Design of SoC Voice Processing System Based on ARM7 TDMI-EEWORLD

Collect

introduction

With the rapid development of microelectronics and computer technology, many embedded application systems have emerged. Among them, various speech processing systems have been continuously developed and widely used in various industries, such as voice station announcers, automatic interpretation devices, interview recorders, etc., which have provided great convenience for human production and life. This paper is based on the 32-bit embedded SoC of Southeast University's National ASIC-SEP3203 processor, and adopts the G.721 standard ADPCM algorithm to realize the software real-time encoding and decoding of speech signals, providing an effective embedded solution for speech processing applications.

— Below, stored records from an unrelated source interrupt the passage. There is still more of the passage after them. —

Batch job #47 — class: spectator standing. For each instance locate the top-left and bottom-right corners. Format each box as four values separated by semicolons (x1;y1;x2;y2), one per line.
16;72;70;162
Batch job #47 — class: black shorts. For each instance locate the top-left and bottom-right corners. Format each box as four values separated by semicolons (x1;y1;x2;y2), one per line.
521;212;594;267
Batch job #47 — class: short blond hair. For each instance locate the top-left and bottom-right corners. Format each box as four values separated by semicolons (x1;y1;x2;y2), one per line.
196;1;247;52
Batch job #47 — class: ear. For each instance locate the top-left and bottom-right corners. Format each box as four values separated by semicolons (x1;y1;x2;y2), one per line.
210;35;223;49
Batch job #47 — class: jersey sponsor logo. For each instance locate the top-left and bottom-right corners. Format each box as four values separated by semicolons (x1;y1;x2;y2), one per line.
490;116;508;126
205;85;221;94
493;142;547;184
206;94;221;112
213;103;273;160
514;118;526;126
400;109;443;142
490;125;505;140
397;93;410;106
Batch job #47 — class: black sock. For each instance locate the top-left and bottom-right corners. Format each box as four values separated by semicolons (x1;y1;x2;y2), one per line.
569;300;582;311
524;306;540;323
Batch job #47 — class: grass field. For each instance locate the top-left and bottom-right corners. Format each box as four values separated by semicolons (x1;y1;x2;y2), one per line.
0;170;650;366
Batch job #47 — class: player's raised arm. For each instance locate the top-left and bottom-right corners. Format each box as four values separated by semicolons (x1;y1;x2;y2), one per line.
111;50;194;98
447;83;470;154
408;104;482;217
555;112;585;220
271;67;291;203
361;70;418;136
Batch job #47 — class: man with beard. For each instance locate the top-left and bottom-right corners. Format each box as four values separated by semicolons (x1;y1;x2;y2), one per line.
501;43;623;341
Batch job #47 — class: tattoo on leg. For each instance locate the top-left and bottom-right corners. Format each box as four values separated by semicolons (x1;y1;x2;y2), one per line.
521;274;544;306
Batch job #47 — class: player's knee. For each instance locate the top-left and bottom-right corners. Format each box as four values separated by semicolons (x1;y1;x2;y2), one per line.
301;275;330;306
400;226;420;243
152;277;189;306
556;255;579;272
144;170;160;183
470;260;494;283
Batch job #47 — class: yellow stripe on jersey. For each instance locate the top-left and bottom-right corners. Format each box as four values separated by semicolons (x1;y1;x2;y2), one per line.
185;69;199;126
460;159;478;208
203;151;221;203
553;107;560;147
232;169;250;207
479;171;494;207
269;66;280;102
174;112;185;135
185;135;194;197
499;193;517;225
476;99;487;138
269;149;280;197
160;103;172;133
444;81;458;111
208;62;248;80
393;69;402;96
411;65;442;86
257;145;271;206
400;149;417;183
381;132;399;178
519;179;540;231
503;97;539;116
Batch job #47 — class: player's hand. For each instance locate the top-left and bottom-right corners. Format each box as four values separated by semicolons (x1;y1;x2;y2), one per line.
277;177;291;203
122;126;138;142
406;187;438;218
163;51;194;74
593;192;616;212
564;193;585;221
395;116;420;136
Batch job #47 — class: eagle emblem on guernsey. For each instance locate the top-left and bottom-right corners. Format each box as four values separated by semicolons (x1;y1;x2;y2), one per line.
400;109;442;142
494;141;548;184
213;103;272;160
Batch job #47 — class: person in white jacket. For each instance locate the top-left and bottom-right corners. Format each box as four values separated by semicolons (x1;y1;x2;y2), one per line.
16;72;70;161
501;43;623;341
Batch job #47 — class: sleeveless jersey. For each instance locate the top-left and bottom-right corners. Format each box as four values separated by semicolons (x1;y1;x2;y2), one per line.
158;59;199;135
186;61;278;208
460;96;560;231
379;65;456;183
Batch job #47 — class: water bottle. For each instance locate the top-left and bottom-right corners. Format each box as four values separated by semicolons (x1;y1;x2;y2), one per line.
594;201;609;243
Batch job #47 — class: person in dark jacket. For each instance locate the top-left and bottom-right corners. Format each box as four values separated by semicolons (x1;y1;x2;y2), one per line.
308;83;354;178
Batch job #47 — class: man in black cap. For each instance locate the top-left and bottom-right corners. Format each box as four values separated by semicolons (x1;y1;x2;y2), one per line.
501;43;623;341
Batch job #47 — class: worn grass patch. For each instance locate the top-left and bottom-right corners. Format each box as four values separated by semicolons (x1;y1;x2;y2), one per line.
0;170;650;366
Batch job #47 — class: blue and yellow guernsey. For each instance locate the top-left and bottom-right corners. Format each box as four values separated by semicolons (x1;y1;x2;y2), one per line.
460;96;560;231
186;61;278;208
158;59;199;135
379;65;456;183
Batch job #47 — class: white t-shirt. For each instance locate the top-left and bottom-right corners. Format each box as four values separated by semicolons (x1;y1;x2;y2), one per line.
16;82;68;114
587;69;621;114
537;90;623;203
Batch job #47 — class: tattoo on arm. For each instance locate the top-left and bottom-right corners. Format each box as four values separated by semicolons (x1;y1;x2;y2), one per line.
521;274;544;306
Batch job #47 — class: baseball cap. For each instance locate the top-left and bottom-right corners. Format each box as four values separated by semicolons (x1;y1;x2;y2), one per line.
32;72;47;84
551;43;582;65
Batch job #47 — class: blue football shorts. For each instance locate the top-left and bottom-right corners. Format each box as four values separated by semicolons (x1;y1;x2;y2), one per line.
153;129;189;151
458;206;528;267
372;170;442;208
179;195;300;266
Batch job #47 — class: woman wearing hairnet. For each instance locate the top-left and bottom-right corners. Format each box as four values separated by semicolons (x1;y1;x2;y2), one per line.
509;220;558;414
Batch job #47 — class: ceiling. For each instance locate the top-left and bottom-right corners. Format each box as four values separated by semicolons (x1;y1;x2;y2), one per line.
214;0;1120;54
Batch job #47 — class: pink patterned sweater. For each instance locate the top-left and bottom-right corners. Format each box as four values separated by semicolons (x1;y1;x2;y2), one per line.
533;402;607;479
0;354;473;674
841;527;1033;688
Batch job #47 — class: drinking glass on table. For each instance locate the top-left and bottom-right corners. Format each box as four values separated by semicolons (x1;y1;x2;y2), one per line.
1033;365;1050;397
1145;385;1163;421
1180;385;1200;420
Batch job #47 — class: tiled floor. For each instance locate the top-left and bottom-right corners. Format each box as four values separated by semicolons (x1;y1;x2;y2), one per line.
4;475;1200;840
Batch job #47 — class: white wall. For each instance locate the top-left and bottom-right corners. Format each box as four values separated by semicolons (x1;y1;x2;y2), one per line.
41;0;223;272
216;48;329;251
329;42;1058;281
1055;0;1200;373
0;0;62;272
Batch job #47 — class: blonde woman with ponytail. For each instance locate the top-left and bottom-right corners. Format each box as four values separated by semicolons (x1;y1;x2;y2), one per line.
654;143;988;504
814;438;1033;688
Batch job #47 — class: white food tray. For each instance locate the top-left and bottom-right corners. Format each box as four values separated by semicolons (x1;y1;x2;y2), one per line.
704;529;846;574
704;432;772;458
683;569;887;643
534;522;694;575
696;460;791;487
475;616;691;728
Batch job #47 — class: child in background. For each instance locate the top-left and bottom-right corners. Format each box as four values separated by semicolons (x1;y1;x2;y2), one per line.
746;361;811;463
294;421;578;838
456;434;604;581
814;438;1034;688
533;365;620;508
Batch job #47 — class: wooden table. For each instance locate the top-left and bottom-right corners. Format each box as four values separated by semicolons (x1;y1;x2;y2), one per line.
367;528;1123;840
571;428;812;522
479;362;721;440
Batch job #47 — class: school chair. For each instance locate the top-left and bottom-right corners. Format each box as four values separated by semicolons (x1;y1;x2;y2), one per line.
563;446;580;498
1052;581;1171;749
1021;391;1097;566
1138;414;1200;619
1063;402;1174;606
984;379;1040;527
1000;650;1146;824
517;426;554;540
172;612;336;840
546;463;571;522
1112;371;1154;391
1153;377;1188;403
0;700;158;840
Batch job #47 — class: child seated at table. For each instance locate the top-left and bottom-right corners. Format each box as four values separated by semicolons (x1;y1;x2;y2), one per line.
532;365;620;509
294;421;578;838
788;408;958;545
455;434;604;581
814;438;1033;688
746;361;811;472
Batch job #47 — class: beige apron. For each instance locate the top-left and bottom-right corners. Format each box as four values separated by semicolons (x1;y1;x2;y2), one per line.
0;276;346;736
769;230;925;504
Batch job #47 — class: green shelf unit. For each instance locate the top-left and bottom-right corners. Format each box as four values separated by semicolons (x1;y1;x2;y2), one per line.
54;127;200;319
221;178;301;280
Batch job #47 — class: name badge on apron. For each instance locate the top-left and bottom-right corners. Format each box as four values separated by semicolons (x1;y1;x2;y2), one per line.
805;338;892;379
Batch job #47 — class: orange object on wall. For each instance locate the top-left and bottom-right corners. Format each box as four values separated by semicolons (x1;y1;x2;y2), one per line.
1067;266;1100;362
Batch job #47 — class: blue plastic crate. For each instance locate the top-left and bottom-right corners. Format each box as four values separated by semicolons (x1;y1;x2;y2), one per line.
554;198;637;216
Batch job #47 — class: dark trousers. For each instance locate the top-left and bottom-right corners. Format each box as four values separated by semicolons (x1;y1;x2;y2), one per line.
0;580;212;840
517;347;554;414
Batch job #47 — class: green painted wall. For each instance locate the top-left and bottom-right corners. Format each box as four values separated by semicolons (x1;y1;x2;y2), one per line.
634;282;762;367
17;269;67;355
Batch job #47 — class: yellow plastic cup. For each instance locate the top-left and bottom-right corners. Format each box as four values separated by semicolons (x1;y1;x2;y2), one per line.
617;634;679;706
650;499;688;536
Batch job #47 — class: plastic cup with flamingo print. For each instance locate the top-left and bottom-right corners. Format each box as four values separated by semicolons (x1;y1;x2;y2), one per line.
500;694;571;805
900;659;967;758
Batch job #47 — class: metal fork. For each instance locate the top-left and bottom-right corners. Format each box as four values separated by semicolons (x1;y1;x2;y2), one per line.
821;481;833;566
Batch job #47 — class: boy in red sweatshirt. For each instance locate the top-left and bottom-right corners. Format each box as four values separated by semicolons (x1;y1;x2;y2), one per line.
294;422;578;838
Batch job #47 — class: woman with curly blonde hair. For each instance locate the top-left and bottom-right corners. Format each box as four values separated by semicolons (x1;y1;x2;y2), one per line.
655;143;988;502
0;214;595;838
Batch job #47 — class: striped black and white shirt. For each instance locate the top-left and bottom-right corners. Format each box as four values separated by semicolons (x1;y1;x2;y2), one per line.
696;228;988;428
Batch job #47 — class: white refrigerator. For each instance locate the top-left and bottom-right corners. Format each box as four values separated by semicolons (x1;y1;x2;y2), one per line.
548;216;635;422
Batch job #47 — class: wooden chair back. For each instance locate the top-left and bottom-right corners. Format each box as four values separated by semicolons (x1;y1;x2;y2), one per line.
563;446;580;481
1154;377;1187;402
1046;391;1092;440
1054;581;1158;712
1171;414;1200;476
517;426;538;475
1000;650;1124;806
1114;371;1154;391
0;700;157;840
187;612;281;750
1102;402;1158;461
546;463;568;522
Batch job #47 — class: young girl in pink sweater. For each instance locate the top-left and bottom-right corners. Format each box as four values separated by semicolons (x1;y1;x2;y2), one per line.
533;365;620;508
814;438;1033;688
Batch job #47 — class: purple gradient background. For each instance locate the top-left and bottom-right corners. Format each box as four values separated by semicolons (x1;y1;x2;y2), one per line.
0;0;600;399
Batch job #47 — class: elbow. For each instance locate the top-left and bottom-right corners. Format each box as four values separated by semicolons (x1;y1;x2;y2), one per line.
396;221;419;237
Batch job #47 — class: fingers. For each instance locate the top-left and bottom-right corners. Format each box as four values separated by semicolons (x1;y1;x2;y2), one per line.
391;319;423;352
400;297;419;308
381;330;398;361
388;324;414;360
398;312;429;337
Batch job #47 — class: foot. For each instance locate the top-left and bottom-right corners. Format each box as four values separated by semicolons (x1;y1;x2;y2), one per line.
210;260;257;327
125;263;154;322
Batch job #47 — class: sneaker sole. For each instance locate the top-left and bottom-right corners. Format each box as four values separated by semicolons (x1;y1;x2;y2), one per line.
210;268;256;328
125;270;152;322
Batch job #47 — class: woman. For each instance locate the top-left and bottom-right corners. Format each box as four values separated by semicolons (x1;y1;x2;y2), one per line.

1. G.721 Standard Overview

In 1937, AHReeves proposed pulse code modulation (PCM), which pioneered the process of voice digital communication. In the early 1980s, CCITT began to study non-PCM coding algorithms below 64 Kb/s, and successively formulated and passed coding standards such as G.721, G.728, and G.729. Among them, the G.721 protocol, as a typical algorithm of ADPCM, not only has almost the same voice quality as PCM, but also has a simple algorithm structure and excellent error-resistant performance. It is widely used in satellites, submarine cables, and portable digital voice equipment. The simplified block diagram of the G.721 algorithm is shown in Figure 1.

Coding process:

① Calculate the difference E(k)=Sl(k)-Se(k) between Sl(k) and the adaptive predictor output Se(k);
② Quantize E(k) through the adaptive quantization module to obtain the ADPCM codeword I(k);
③ Calculate I(k) through the adaptive inverse quantization module to obtain the quantized differential prediction signal Dq(k);
④ Update the prediction filter coefficients according to the reconstructed signals Sr(k)=Se(k)+Dq(k) and Dq(k);
⑤ Use the new coefficients to calculate Se(k+1), repeat the above 5 steps, and compress the next speech sample data.

Decoding process:

① Obtain Dq(k) and Se(k) through adaptive dequantization and adaptive prediction, and obtain the speech reconstruction signal Sr(k);
② Convert the reconstructed signal Sr(k) into PCM format to obtain the PCM codeword Sp(k);

Figure 1 Simplified block diagram of G.721 encoder and decoder

③ Update the prediction filter coefficients using the same method as the encoder;
④ Synchronously adjust Sp(k) to achieve two-way communication;
⑤ Repeat the above 5 steps using the new filter coefficients to decode the next I(k).

2. Chip Introduction

The SEP3203 chip is the core of the system processing, and the overall structure block diagram is shown in Figure 2. This chip is a 32-bit SoC based on ARM7TDMI designed independently by the National ASIC System Engineering Technology Research Center of Southeast University. It adopts the AMBA2.0 standard and 0.25μmCMOS process, and is mainly aimed at embedded low-end handheld devices. The chip provides AC97 controller, external memory interface EMI, 6-channel DMAC, TIMER, PMU, INTC and other modules. Among them, the modules used in the voice system are: EMI, which is responsible for controlling access to external memory; on-chip memory

eSRAM is used to optimize time-consuming core codes; AC97 provides an AC97 standard audio interface; DMAC is used to implement DMA transfer of large amounts of data.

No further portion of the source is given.